Radio interviews are interesting craft, and I’m definitely still learning how to do them– but I do feel like I’m getting better. Radio is a medium that doesn’t reward speaking quickly, or giving long, discursive answers to questions; to the contrary, you need to be super-quick, brief, and to the point, without dumbing down your ideas or misrepresenting yourself and your work.
For me, the biggest challenge is being brief, just answering the questions that’s right in front of me, and not jumping immediately to the scientific evidence or historical examples. I love that stuff, and I really enjoys sharing it; but I have to reign it in when I’m on the radio.
Doing a good interview also requires a strong dose of empathetic imagination. You’re sitting in a room that’s windowless, soundproof, and your only companion is a microphone a few inches away from your face. But answering a question well requires imagining the interviewer, and imagining the caller. It’s certainly possible to think of them as just disembodied voices, but I think your answers (my answers) are better if I think of myself as in a conversation, and recognize that I’m actually talking to people.
But like I said, a lot of good performance is craft. Be bright and upbeat. Speak clearly: all those “umms” and “you knows” and “sort ofs” that we naturally use in everyday conversation, and which we easily filter out of conversation with people across the table, are really noticeable on the air.
Keep your answers short. Let the host decide what direction the interview should go: you may have things you want to make sure you say, but they know their audience, and it’s best to follow their cue.

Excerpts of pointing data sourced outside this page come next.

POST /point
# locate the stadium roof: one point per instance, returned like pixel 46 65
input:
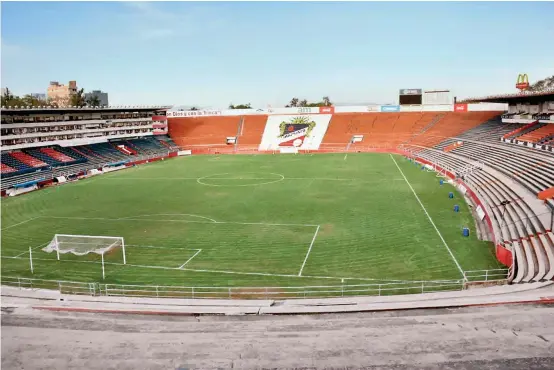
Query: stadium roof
pixel 44 110
pixel 523 97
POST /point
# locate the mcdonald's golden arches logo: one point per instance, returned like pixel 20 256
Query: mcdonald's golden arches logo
pixel 522 82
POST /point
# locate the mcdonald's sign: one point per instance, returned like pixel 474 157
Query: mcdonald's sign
pixel 522 82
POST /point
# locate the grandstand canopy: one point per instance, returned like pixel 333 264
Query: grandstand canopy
pixel 526 97
pixel 66 110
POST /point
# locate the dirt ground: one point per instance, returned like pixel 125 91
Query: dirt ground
pixel 500 337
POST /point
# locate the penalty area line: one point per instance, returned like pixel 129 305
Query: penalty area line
pixel 430 219
pixel 386 281
pixel 20 223
pixel 309 250
pixel 190 259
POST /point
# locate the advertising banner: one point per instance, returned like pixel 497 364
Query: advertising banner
pixel 460 107
pixel 302 132
pixel 390 108
pixel 326 110
pixel 193 113
pixel 410 91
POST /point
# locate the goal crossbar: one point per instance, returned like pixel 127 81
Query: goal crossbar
pixel 85 244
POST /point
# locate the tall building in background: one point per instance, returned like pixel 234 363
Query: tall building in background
pixel 61 94
pixel 102 97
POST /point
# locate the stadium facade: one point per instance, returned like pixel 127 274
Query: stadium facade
pixel 497 150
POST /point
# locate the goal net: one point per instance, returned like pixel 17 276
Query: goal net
pixel 81 245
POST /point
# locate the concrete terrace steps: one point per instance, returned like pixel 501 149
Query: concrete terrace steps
pixel 515 225
pixel 52 300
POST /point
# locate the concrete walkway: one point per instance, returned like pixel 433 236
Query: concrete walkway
pixel 54 301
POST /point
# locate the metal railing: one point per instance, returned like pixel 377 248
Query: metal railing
pixel 161 291
pixel 486 275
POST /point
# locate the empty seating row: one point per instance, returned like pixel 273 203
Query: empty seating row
pixel 515 223
pixel 7 159
pixel 533 170
pixel 83 158
pixel 60 157
pixel 7 169
pixel 28 159
pixel 538 135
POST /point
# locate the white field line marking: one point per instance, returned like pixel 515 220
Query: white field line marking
pixel 388 281
pixel 156 247
pixel 233 178
pixel 38 246
pixel 190 259
pixel 20 223
pixel 309 250
pixel 430 219
pixel 186 221
pixel 171 214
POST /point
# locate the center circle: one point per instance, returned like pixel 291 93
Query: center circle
pixel 234 179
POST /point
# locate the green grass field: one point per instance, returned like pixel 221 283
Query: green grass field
pixel 256 220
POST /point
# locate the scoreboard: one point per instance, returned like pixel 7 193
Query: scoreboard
pixel 410 97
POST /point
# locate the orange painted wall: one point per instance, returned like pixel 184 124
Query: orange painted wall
pixel 212 131
pixel 380 130
pixel 252 130
pixel 451 125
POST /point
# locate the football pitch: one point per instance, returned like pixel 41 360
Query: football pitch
pixel 251 221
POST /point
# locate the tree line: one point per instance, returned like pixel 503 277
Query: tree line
pixel 294 102
pixel 76 100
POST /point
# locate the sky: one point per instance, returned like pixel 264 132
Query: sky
pixel 212 54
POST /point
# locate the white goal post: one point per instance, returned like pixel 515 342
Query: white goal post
pixel 81 245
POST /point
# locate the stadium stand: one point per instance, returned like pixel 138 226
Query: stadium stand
pixel 251 130
pixel 204 131
pixel 28 160
pixel 539 134
pixel 516 223
pixel 60 157
pixel 7 169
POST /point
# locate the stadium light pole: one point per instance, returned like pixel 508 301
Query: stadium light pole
pixel 504 203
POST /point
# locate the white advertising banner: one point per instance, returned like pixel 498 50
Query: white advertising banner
pixel 304 132
pixel 193 113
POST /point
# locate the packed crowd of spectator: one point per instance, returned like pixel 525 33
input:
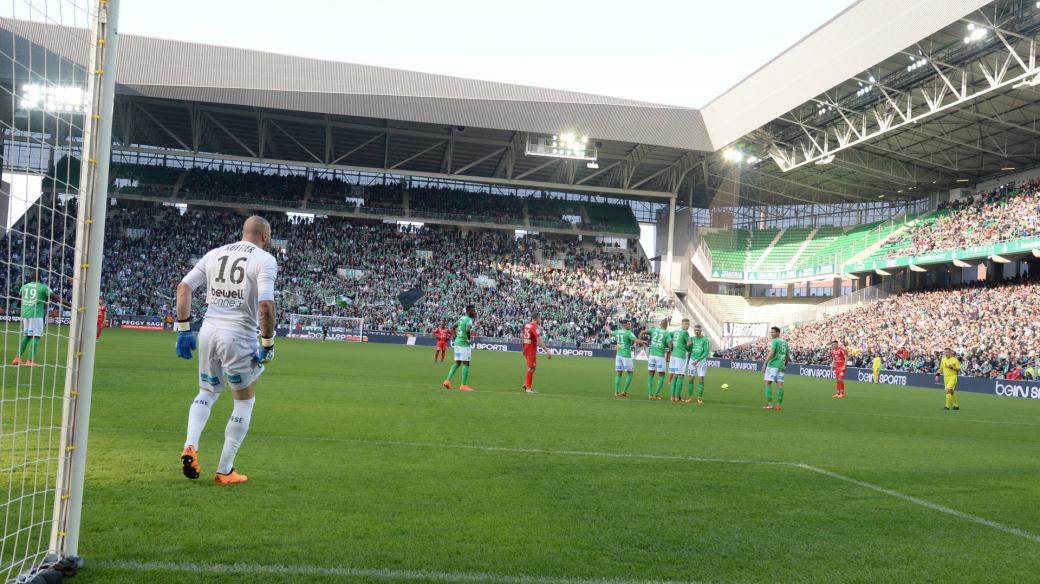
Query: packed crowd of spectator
pixel 1004 214
pixel 464 204
pixel 148 250
pixel 236 184
pixel 992 326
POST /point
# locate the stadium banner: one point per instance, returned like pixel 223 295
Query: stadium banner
pixel 1003 388
pixel 770 276
pixel 976 251
pixel 50 319
pixel 137 322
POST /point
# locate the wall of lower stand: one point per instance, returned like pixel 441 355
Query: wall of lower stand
pixel 1002 388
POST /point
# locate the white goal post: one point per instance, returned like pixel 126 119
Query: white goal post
pixel 327 327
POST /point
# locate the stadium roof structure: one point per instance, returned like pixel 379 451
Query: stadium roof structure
pixel 803 107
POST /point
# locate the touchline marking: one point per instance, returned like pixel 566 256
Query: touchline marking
pixel 385 574
pixel 869 485
pixel 824 472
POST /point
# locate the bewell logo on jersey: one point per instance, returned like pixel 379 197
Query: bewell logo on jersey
pixel 1016 390
pixel 237 294
pixel 810 371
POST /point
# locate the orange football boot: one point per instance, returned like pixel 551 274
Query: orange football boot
pixel 231 478
pixel 189 462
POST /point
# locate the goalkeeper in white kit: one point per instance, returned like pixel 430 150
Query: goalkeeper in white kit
pixel 239 280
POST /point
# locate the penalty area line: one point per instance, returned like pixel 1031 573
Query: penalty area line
pixel 374 573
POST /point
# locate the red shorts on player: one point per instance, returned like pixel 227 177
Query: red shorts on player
pixel 531 359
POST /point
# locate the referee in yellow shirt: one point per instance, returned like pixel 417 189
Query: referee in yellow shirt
pixel 951 368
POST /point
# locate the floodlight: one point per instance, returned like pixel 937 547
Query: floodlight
pixel 732 155
pixel 70 99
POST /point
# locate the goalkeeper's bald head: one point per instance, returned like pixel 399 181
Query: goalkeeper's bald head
pixel 257 230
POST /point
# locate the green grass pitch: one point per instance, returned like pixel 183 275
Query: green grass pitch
pixel 363 470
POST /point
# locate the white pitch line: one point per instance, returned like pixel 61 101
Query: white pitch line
pixel 348 572
pixel 924 503
pixel 869 485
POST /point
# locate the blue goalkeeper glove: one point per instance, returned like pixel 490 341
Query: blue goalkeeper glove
pixel 185 340
pixel 265 352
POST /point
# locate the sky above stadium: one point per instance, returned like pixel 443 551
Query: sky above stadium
pixel 665 51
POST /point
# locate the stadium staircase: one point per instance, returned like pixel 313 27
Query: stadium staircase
pixel 759 244
pixel 801 249
pixel 739 309
pixel 178 184
pixel 877 248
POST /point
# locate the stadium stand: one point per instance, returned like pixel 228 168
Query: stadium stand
pixel 991 325
pixel 729 248
pixel 334 193
pixel 1003 214
pixel 243 186
pixel 613 217
pixel 505 276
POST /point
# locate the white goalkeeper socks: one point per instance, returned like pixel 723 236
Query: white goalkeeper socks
pixel 199 415
pixel 234 433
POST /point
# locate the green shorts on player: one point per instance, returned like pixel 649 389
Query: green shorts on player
pixel 623 362
pixel 699 351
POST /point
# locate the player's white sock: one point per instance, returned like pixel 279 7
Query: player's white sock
pixel 199 415
pixel 234 433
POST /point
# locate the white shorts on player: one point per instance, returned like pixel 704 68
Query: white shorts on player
pixel 698 368
pixel 32 326
pixel 227 355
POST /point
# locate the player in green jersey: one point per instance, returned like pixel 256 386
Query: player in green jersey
pixel 659 339
pixel 776 361
pixel 34 295
pixel 623 362
pixel 463 329
pixel 699 352
pixel 677 366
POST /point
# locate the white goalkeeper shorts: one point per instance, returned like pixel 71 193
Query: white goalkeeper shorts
pixel 698 368
pixel 32 326
pixel 464 353
pixel 774 374
pixel 227 355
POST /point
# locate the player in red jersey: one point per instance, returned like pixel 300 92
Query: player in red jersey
pixel 531 342
pixel 102 317
pixel 839 357
pixel 441 335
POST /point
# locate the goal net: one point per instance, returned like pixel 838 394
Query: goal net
pixel 56 87
pixel 327 327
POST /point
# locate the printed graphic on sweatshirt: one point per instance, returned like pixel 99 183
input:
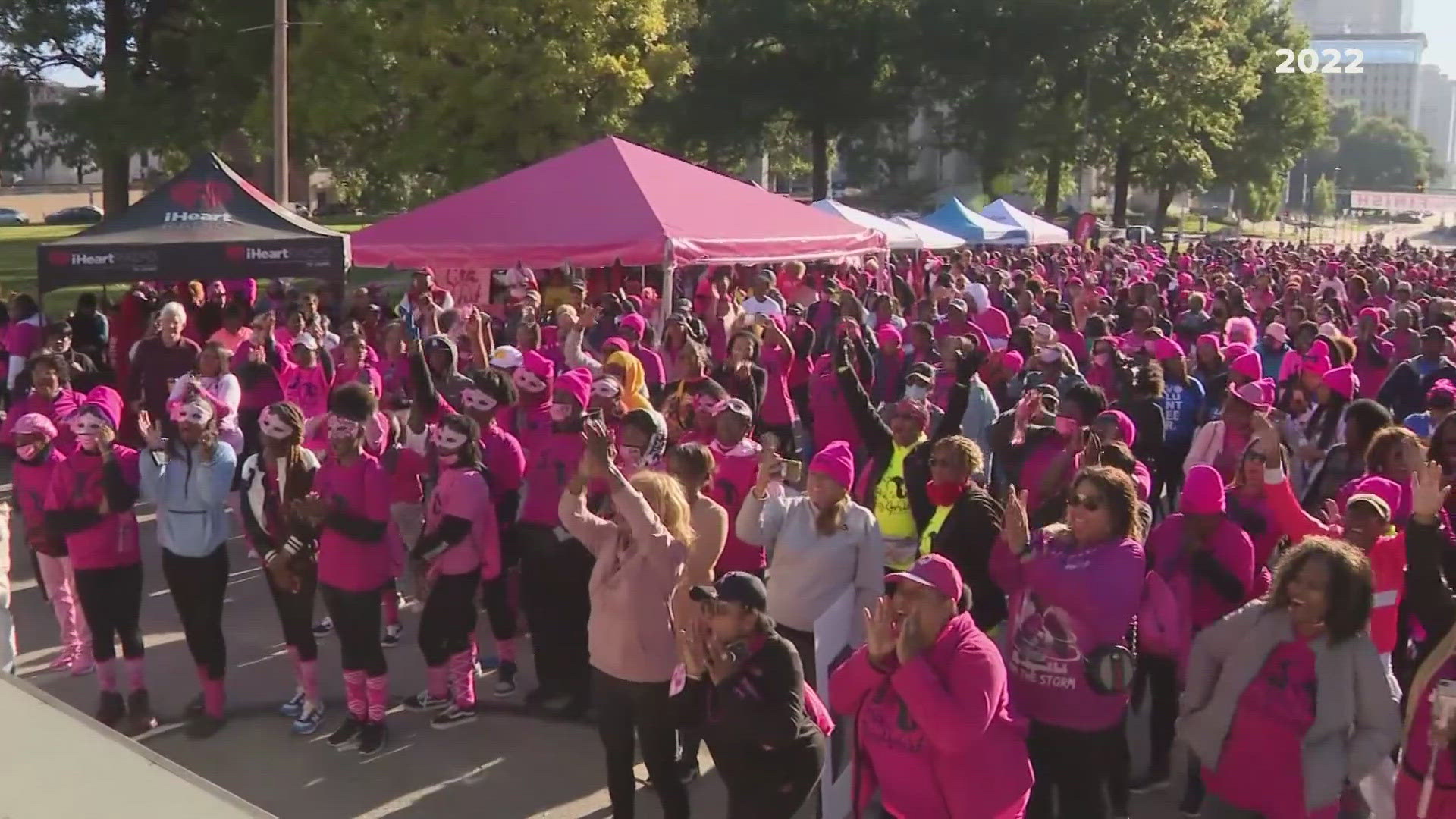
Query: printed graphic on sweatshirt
pixel 1044 645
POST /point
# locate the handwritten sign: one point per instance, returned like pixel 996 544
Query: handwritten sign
pixel 469 286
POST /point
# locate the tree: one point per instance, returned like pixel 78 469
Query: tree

Use turns of phrase or keywords that are memorable and direct people to the book. (I’m going to tell hosts not to try to pronounce my full name, but instead use the short version, and pronounce it in a way that makes it easier to Google; I’ve looked at search terms people use to find my blog after interviews, and I had no idea there were so many ways to spell (or hear) Alex Soojung-Kim Pang!) Having turns of phrase that you can pull out and use is great for keeping a conversation going, and planting and idea in a listener’s mind.
Remember that even though you’ve talked about this a thousand times (and may have thought about it for thousands of days), your audience is hearing it for the first time, so you should speak to people who haven’t heard about the book or you or the argument.
And keep your answers short. Did I already mention that?